One People, One Planet, HON!

Age of Decadence

1967, poster, pen and ink, 21 7/8”x16 7/8”

In the Spring of 1967 Hieronimus designed this poster for an exhibit of his work arranged by the University Chaplain at Johns Hopkins, Dr. Chester Wickwire. At this early point in his career, Hieronimus was still an “angry young man,” and the subject of his artwork was heavily critical of the current state of affairs in this country. Three of his most controversial pieces were on display in this exhibit, and as several newspaper reports accounted, the Hopkins establishment was thrown into an uproar over them. Leading the attack was a group of faculty wives who did not see the purpose of the social commentary and “found-art” sculpture works like the “Rosy Crucifixion” which featured an African-American crucified on a clothes pole, crowned by a child’s cash register, and featuring a bombshell for a penis. Nor did they see the humorous political statement in the “Big A,” an illuminated metal and glass “A” harboring a George Washington statue resting upon a small circus wagon. And they just didn’t know what to make of the “American Express,” a coffin on wheels with a flag-draped eagle inside. What Chester Wickwire and other art critics found innovative, “very worthwhile”, and compelling, brought threats of incarceration for religious blasphemy from the faculty wives and the state’s attorney’s office.

Hieronimus decided to title this exhibit “The Age of Decadence,” and with this poster he illustrated the exhibit’s meaning with a series of symbols. The central symbol is a flower, symbolic of the impermanence of material existence. Within its three petals at the top of the piece are the letters USA – meaning this is America’s flowering. As his defenders said in the news reports on the charges of blasphemy “Hieronimus feels that America, and not himself, has desecrated these symbols.” The “U,” symbolic of the mother or uterus (united), contains a five-pointed star, a symbol of the microcosm or man. Within the “S” petal are lunar crescents as the “S” stands for the soul or septenary principle, sometimes referred to as the serpent fire of kundalini. The third petal is the “A,” or the absolute. It contains the six-pointed star, symbol of the macrocosm or universe. The translation of the symbols in these letters can be that America is the mother birthing the soul of the absolute.

The pistil of the flower contains the name of the exhibit, “Age of Decadence.” From the flower’s stem emerge six leaves, which contain information on the location and time. They read: “Paintings and sculptures, Johns Hopkins University, Nov. 5 – Dec. 3 Sherwood Room, 2-5 PM.” The leaves symbolize humanity or the multitudes. The stem is filled with 8 hearts containing the symbol for the Sun (A), also a mystical symbol for the Deity. The hearts symbolize love, which is the cohesive force of the universe. The number eight refers to infinity, which is symbolized by a horizontal number 8. Thus this infinite love traveling up the stem gives nourishment to the multitudes (leaves) and is energized by the five hearts below in the root. The earth/soil below is formed by the artist’s last name “Hieronimus”. All that is found within the flower is an expression of the impermanence’s of the physical material world, which in time bears seeds, gives birth to other flowers, and decays.

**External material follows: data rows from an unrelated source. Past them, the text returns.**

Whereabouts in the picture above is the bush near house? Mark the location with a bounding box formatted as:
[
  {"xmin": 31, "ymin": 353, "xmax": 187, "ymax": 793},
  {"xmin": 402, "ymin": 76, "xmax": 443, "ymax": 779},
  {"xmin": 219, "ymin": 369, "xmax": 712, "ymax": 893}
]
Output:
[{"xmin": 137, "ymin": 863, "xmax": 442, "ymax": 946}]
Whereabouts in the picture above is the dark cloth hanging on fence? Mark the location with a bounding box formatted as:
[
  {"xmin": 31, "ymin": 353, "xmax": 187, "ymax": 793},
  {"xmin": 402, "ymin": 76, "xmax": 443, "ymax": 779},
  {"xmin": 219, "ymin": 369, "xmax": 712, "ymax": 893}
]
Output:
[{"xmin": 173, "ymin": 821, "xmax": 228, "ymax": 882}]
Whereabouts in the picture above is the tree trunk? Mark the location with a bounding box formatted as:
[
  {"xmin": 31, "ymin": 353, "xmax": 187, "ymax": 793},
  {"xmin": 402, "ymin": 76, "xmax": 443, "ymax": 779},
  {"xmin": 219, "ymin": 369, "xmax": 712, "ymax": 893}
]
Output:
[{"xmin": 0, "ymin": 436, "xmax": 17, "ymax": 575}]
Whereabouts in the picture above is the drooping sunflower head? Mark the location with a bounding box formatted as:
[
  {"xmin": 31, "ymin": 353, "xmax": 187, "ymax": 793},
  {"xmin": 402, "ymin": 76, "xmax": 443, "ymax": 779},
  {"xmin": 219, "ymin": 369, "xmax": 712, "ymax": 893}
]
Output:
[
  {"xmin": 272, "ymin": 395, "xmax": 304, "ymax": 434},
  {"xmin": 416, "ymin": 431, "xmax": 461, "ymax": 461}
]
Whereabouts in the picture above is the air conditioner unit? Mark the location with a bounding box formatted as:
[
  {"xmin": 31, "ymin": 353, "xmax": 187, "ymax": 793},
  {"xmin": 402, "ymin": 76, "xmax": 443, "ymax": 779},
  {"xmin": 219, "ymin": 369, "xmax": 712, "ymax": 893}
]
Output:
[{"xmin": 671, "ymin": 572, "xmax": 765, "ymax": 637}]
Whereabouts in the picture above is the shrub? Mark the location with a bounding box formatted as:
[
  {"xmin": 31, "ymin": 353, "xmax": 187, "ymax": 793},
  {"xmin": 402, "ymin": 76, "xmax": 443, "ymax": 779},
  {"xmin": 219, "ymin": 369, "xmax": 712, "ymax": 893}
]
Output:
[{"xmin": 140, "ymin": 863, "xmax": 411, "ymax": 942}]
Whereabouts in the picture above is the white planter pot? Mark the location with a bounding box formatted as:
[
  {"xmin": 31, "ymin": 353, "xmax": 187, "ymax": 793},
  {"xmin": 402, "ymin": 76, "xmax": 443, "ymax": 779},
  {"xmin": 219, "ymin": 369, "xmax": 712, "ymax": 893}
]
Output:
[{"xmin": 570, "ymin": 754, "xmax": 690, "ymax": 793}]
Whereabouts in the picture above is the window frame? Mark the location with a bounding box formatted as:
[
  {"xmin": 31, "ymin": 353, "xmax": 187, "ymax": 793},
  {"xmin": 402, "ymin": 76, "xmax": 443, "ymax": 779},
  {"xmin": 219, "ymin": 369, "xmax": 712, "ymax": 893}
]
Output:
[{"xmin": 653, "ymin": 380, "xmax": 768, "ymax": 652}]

To the left and right of the flower are the external forces that are bringing about its decay. Hieronimus uses the same contemporary symbols used in other works of this time to stand for the negative forces which malnourish the very air we breathe. Under the “U” is a dollar sign decorated in a checkerboard pattern, indicating it can be used for good or evil. Beneath the dollar sign is a black heart. Below the black heart are the letters “GM” (in tiger stripes for Exxon’s “Put a tiger in your tank”) for General Motors, both symbols for the combustion engine and America’s great love for the automobile.

Beneath the “A” petal is the word “Coke,” a reference to non-nourishing food, which diminishes the span of human life when consumed daily. Beneath “Coke” is the word “Yes” standing for the lack of control on desire. Beneath “Yes” is another black heart containing the word “Mom.” Hieronimus is using the letters MOM here to stand for “Mother of Matter,” the mother of materialism.

Though his symbolism in these earlier works is more obvious and allegorical when compared to his later works (which use symbols from the esoteric traditions), the message is remarkably similar. America is flowering from the internal energies generated from transcendent powers. Its growth has been stunted, however, by an environment corrupted by the love of wealth, junk food, the “anything goes” philosophy, the pollution of combustion energies, and corporate dominance of our media and politics. These pollutants will shorten America’s life expectancy. Surrounding the big picture, however, is the sea of vibratory energy. All things are vibration. All things are change.